540. A mera circunstancia de a S não ter invocado a preterição desta formalidade na correspondência que se seguiu à carta da S datada de 22/05/2018 (cfr. documento D-43 junto pela S com o requerimento inicial) não configura uma aceitação do procedimento adoptado pela C, e não preclude o direito da S invocar vícios de procedimento. De igual forma, entende o Tribunal que a conduta da S ao invocar esses vícios de procedimento na presente acção arbitral não configura qualquer abuso de direito, na modalidade de venire contra factum proprium.
541. Neste contexto, é relevante citar o Acórdão do Supremo Tribunal Administrativo de 12/09/2016, proc. nº 0746/16, nos termos do qual, se decidiu que 'No caso, a multa aplicada à Recorrente não só não foi precedida pelo levantamento do referido auto como aquela não foi, formalmente, notificada para se defender, o que bastará para determinara ilegalidade da aplicação da sanção impugnada. Com efeito, e muito embora seja certo que a Câmara já depois de esgotado o prazo para a execução da obra tenha informado a Recorrente do seu descontentamento com o ritmo dos trabalhos e com o incumprimento daquele prazo e que a Recorrente tenha respondido justificando-o com a existência de outras obras no mesmo local e com a falta de instruções quanto à forma de reperfilamento do pavimento, também o é que essa correspondência não pode ser interpretada como prefigurando uma intenção punitiva e, muito menos, com o levantamento de qualquer auto nem, tão pouco, com uma notificação para que a Recorrente se pudesse defender (..) Sendo assim, e sendo que estas constituíam trâmites essenciais do procedimento de aplicação da multa ora em causa e que a sua omissão constitui vicio de forma susceptivel, por si só, de determinar a ilegalidade do acto impugnado, a aplicação da multa ora em causa não se poderá manter”.
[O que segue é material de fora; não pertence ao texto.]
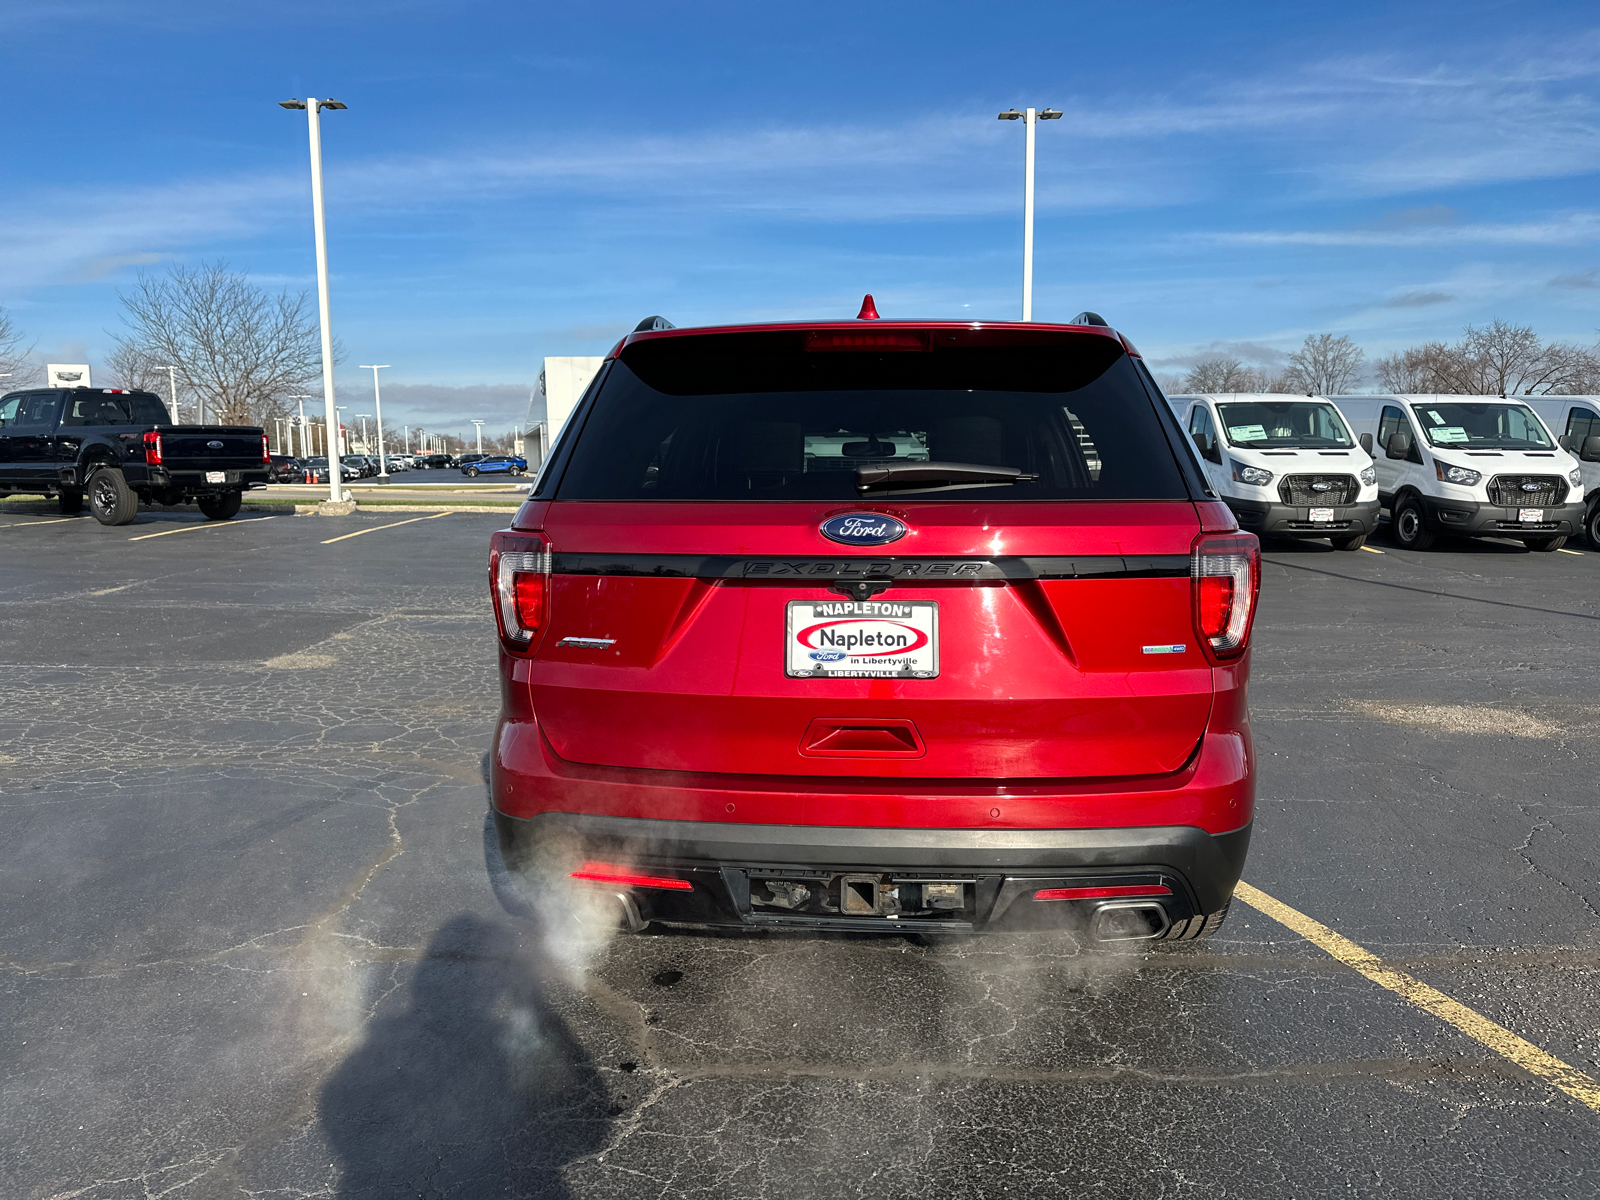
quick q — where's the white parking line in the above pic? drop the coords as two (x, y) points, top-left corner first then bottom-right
(128, 516), (278, 541)
(320, 511), (452, 544)
(1557, 548), (1584, 556)
(1360, 545), (1385, 554)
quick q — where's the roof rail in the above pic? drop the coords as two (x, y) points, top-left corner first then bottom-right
(633, 316), (676, 332)
(1072, 311), (1110, 327)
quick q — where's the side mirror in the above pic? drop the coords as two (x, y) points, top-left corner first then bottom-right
(1359, 432), (1373, 455)
(1386, 431), (1412, 460)
(1559, 435), (1573, 452)
(1582, 435), (1600, 463)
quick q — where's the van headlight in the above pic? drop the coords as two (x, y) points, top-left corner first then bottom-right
(1359, 465), (1376, 486)
(1230, 459), (1274, 486)
(1570, 468), (1583, 487)
(1434, 461), (1481, 487)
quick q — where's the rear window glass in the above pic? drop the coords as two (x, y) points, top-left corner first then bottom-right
(552, 330), (1189, 501)
(59, 392), (170, 427)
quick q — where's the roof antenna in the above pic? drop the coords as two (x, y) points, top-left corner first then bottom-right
(856, 294), (880, 321)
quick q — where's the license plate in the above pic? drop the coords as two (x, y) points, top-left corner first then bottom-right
(1519, 508), (1544, 523)
(785, 600), (938, 678)
(205, 471), (226, 484)
(1309, 507), (1335, 523)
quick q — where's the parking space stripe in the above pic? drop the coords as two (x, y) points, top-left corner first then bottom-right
(320, 511), (452, 544)
(1359, 546), (1385, 554)
(0, 517), (83, 528)
(128, 516), (278, 541)
(1557, 548), (1583, 556)
(1235, 881), (1600, 1114)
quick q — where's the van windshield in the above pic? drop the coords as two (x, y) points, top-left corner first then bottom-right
(1410, 402), (1553, 450)
(1216, 401), (1354, 449)
(551, 330), (1191, 501)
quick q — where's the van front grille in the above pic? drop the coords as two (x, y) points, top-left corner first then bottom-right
(1486, 475), (1566, 507)
(1278, 474), (1358, 506)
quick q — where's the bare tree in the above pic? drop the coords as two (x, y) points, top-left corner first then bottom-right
(1183, 358), (1252, 392)
(1372, 345), (1443, 393)
(0, 305), (33, 386)
(1281, 334), (1364, 395)
(105, 342), (176, 400)
(1374, 321), (1600, 395)
(111, 262), (326, 426)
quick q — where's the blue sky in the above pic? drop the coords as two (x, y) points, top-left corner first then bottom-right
(2, 0), (1599, 435)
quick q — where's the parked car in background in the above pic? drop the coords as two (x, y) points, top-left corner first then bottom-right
(1167, 393), (1380, 550)
(457, 453), (487, 469)
(267, 454), (303, 483)
(340, 454), (375, 478)
(1335, 395), (1584, 551)
(0, 387), (268, 524)
(304, 456), (360, 483)
(462, 454), (527, 476)
(414, 453), (454, 470)
(490, 308), (1257, 942)
(1525, 397), (1600, 547)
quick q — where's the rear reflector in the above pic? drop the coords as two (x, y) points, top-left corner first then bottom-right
(142, 431), (163, 466)
(570, 862), (693, 891)
(1033, 884), (1173, 902)
(805, 330), (929, 352)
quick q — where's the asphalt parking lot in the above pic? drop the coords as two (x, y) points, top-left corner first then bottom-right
(4, 509), (1600, 1198)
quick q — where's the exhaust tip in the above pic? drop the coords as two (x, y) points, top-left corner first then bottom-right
(1089, 900), (1170, 942)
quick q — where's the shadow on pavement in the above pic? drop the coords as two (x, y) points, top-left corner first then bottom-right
(320, 913), (612, 1198)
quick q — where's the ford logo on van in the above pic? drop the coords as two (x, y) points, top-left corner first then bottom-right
(819, 513), (908, 546)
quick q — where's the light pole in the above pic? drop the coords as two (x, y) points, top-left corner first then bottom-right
(290, 395), (315, 460)
(158, 366), (181, 423)
(471, 419), (484, 455)
(335, 406), (348, 458)
(998, 106), (1061, 321)
(281, 95), (348, 503)
(359, 363), (391, 482)
(357, 413), (371, 453)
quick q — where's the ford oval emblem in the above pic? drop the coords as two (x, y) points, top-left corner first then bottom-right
(819, 513), (907, 547)
(206, 440), (224, 450)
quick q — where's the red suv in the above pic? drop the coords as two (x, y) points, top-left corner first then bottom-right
(489, 310), (1258, 943)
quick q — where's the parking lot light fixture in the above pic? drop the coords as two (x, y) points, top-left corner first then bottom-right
(998, 105), (1061, 321)
(359, 365), (391, 482)
(281, 96), (348, 503)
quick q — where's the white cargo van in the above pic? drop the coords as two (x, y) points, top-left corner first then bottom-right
(1167, 393), (1380, 550)
(1333, 395), (1584, 551)
(1524, 397), (1600, 547)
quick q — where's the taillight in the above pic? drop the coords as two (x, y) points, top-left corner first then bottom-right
(261, 434), (271, 464)
(489, 530), (552, 654)
(569, 861), (692, 891)
(1191, 532), (1260, 661)
(142, 431), (163, 466)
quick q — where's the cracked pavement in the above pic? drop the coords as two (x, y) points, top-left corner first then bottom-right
(3, 511), (1599, 1197)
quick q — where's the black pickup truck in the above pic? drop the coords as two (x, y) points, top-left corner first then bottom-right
(0, 388), (269, 525)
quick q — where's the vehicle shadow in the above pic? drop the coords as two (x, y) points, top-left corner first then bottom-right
(319, 912), (612, 1198)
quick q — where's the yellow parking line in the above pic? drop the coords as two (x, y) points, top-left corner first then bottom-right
(1236, 881), (1600, 1114)
(320, 511), (452, 544)
(1359, 546), (1385, 554)
(128, 516), (277, 542)
(0, 516), (82, 528)
(1557, 548), (1583, 556)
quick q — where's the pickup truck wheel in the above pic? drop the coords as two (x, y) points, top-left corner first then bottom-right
(1524, 535), (1566, 552)
(1330, 533), (1366, 551)
(197, 492), (242, 521)
(88, 469), (139, 526)
(57, 490), (83, 515)
(1391, 497), (1435, 550)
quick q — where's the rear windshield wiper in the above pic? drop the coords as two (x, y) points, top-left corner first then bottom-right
(855, 461), (1039, 496)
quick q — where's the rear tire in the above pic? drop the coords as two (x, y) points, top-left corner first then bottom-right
(1588, 505), (1600, 550)
(1158, 899), (1231, 943)
(1391, 497), (1435, 550)
(58, 490), (83, 515)
(1330, 533), (1366, 551)
(466, 466), (480, 477)
(1524, 535), (1566, 552)
(197, 492), (242, 521)
(88, 469), (139, 526)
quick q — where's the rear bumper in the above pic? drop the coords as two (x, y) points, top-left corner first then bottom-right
(1227, 497), (1380, 538)
(492, 808), (1250, 931)
(1417, 495), (1583, 537)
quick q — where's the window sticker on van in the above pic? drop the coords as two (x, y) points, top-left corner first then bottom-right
(1227, 424), (1267, 441)
(1427, 410), (1445, 423)
(1432, 427), (1469, 443)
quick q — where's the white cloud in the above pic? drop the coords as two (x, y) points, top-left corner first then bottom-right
(1202, 212), (1600, 248)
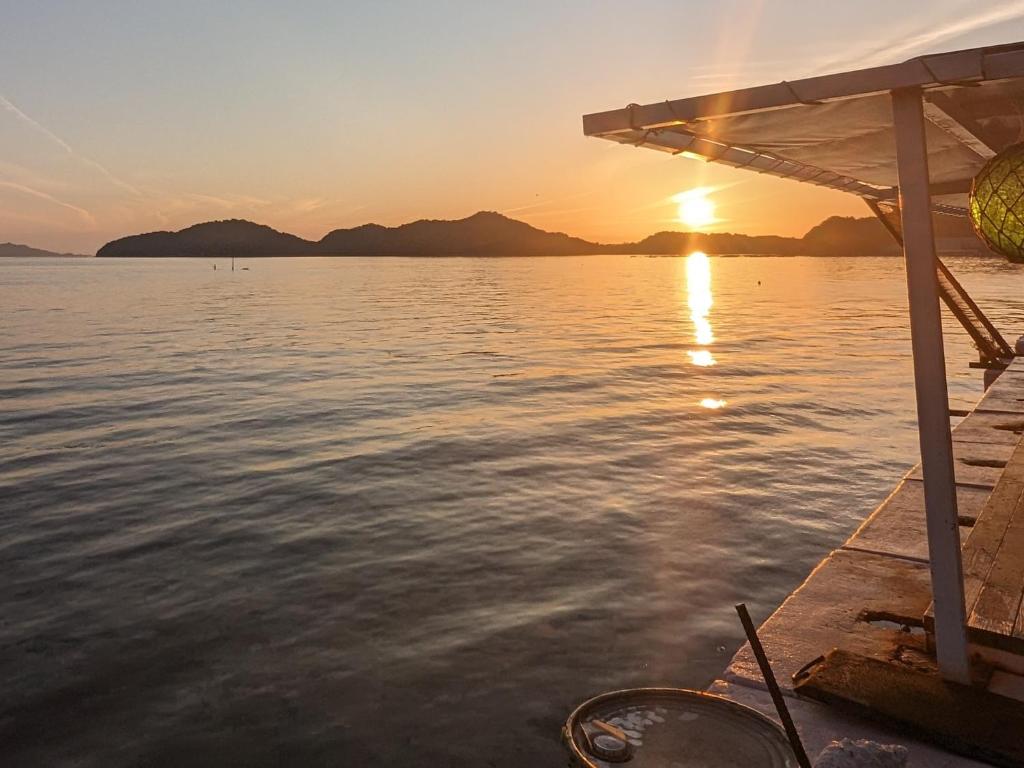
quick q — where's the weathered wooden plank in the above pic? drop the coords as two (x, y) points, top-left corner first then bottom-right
(957, 436), (1024, 647)
(975, 378), (1024, 415)
(924, 478), (1023, 635)
(923, 437), (1024, 635)
(969, 487), (1024, 647)
(725, 549), (932, 692)
(1016, 591), (1024, 642)
(991, 365), (1024, 378)
(844, 480), (986, 563)
(961, 480), (1024, 619)
(1000, 436), (1024, 484)
(794, 649), (1024, 768)
(909, 440), (1015, 488)
(951, 410), (1024, 446)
542. Assim, entende o Tribunal que a C actuou ilicitamente e em violação do previsto na cláusula 19.º do Contrato de Empreitada e nas cláusulas 5.3.5. e 5.3.6. do Caderno de Encargos ao aplicar penalidades contratuais à S, preterindo o procedimento contratual aplicável.”
Pelo que é evidente a improcedência deste fundamento.
((X))
Da violação do princípio da imparcialidade
478. No que respeita à aplicação da tese do incumprimento bilateralmente imputável, e sem prejuízo do que já foi dito supra, cumpre esclarecer que o Tribunal Arbitral optou arbitrariamente por i) valorar os alegados incumprimentos da C, i.e. a aplicação de multas sem respetivo o auto da fiscalização e a solicitação de trabalhos-a-mais sem ser por escrito, ambos irrelevantes em toda a linha em termos de impacto no prazo da obra, em detrimento ii) do incumprimento da S, i.e. a insuficiência de mão-de-obra que, como se viu, impactou em toda a linha a derrapagem do prazo da obra.
Vejamos,
479. Como melhor detalhado supra, a aplicação da teoria do incumprimento bilateralmente imputável pressupõe que as partes contribuíram em igual medida para o incumprimento do contrato, pelo que os danos dali resultantes deverão ser, de igual modo, repartidos.
480. No entanto, há que fazer uma valoração objetiva dos incumprimentos em causa por forma a aferir que estes tiveram ou não o mesmo impacto no não cumprimento do Contrato de Empreitada.
481. Os incumprimentos que o Tribunal Arbitral vem imputar à C para fundamentar a aplicação desta tese são a violação do procedimento contratualmente previsto para i) a aplicação de multas sem o respetivo o auto da Fiscalização e ii) a solicitação de trabalhos-a-mais à S.
482. Note-se, desde logo, que ambos os alegados incumprimentos imputados à C decorrem diretamente de direitos contratualmente previstos da C, não sendo despiciendo que a S não alegou a omissão do auto da Fiscalização enquanto incumprimento senão já no âmbito do Processo Arbitral, como visto supra em maior detalhe.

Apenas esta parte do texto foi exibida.